Print version ISSN 1809-7634

Cad. hist. ciênc. vol.2 no.1 São Paulo  2006

 

SÉRIE ICONOGRAFIA

 

Memória iconográfica do Instituto Butantan. O acervo Gastão Rosenfeld1

 

 

Fan Hui Wen; Aline Solosando; Suzana Cesar Gouveia Fernandes; Marcella Faria; Nelson Ibañez; Osvaldo Augusto Sant'Anna

Laboratório Especial de História da Ciência - Instituto Butantan

 

 

No campo da História, a fotografia deixou de ser um mero instrumento ilustrativo da pesquisa para assumir o status de documento e matéria-prima na produção de conhecimento (Cueto, 1999). Ainda que se mantenha como fundamental a crítica das fontes documentais escritas e que a utilização de fontes visuais seja incipiente, cada vez mais a fotografia demonstra que pode fornecer dados que os documentos textuais não registram (Lacerda & Bandeira de Mello, 2003). Além disso, a compreensão da fotografia como forma de representação abre inúmeras possibilidades de análise de processos históricos associados à construção da imagem. Essas novas abordagens valorizam duplamente a fotografia, porque dão ênfase não somente a temas que nela aparecem retratados, mas à forma como esses temas são constituídos e o papel do autor que criou tais imagens (Mauad, 1996). Não é por acaso que o incremento na organização de documentos fotográficos institucionais aconteceu concomitantemente ao crescimento do uso da fotografia como fonte para a pesquisa (Velloso & Gitirana, 2001).
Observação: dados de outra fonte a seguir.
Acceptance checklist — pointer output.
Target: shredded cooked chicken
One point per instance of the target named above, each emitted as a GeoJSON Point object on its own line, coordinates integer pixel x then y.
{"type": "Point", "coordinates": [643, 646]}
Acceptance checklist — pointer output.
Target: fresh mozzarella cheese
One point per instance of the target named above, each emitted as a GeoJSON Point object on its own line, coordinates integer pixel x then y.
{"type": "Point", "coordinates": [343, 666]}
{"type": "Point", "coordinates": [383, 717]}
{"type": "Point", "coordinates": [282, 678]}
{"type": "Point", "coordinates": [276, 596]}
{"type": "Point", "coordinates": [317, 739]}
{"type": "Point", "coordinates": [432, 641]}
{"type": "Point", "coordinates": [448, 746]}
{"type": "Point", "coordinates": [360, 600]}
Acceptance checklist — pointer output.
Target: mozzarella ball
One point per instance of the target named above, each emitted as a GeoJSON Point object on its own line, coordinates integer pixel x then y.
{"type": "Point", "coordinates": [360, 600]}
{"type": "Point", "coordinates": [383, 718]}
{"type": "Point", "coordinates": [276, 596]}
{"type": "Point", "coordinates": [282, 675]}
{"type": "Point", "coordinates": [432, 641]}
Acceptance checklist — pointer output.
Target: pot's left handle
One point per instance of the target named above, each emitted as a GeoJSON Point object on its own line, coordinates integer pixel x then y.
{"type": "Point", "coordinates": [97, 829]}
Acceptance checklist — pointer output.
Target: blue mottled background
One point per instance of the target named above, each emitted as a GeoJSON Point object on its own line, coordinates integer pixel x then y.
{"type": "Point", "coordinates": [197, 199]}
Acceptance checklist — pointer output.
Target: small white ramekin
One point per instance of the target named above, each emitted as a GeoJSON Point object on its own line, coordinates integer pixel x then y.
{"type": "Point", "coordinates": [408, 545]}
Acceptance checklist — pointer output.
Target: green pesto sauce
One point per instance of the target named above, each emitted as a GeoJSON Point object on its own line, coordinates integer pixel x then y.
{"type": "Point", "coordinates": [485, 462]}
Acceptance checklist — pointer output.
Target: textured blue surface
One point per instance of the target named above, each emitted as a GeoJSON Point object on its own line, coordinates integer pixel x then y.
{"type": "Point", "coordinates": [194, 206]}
Perceber as imagens em seus mecanismos de representação, com uma linguagem específica, de acordo com sua própria lógica interna, implica em considerar as coleções fotográficas como documentos históricos legítimos. Os estudos de coleções iconográficas, vistos nesta perspectiva, não podem ser encarados como apêndices de atividades outras, mas são, em sua essência, carregadas de informações históricas. Com isso, não queremos infringir às coleções fotográficas um isolamento obrigatório e desnecessário; pelo contrário, entendemos que a integração das diversas fontes disponíveis valoriza a pesquisa em história da ciência, desde que respeitadas as particularidades e natureza das coleções em questão.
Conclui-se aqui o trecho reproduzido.